To solve this exponential equation, we will begin by considering the bases of the exponents, which are 2501 on the left side and 343 on the right side.
Let's start by examining the bases. We can rewrite 343 as 7^3 because 7 * 7 * 7 = 343. Similarly, 2501 cannot be factored into a nice power, so we will leave it as it is for now.

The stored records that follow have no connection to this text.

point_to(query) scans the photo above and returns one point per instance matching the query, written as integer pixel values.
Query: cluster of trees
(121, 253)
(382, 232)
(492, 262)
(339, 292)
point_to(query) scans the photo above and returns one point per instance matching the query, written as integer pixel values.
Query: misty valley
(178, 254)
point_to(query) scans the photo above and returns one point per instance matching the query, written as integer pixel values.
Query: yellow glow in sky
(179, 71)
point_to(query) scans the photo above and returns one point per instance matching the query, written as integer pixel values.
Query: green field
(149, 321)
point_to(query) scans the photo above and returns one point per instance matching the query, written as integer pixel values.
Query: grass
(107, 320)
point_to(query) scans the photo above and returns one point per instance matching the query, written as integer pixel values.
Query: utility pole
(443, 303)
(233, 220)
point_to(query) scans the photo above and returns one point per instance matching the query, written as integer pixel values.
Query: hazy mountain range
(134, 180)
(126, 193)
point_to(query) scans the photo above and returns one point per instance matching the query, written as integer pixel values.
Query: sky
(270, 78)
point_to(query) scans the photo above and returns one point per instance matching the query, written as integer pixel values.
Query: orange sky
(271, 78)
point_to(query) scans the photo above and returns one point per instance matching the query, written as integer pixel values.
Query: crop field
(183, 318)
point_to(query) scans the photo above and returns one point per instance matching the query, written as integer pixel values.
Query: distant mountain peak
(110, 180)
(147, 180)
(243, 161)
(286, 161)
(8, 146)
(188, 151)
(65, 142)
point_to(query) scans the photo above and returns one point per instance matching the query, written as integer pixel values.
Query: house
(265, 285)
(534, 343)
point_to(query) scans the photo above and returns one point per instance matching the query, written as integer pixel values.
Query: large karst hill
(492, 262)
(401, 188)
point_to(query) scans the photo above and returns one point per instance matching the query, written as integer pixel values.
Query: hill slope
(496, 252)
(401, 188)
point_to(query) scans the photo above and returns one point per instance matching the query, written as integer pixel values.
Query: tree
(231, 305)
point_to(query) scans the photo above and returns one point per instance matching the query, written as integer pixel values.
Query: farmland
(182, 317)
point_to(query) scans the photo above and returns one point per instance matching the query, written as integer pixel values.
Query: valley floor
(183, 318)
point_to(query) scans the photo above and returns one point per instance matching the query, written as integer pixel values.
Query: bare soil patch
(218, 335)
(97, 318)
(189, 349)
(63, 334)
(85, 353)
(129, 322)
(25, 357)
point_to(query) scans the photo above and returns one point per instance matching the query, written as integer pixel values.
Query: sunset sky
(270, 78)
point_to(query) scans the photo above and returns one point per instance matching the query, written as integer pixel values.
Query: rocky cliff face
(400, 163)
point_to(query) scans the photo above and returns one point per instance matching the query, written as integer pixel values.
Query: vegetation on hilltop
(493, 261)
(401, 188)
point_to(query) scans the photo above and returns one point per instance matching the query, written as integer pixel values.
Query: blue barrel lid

Rewriting the equation, we have:
(2501)^(x + 5) = (7^3)^(2x)
We can simplify further by using the property of exponents, which states that (a^b)^c = a^(b * c). Applying this property:
(2501)^(x + 5) = 7^(3 * 2x)
Now we can simplify the right side:
(2501)^(x + 5) = 7^(6x)
Since the bases 2501 and 7 are different, we need to express them with the same base. The simplest common base for both 2501 and 7 is 7.
Let's rewrite 2501 as a power of 7:
2501 = 7^3.85 (approximately)
Substituting this back into the equation:
7^(3.85 * (x + 5)) = 7^(6x)
Now, we have the same base, so the exponents must be equal:
3.85 * (x + 5) = 6x
Let's simplify:
3.85x + 19.25 = 6x
Now, we can isolate the x term by subtracting 3.85x from both sides:
19.25 = 6x - 3.85x
Combining like terms:
19.25 = 2.15x
Finally, to solve for x, we can divide both sides by 2.15:
x ≈ 8.953
So the solution to the equation is approximately x ≈ 8.953.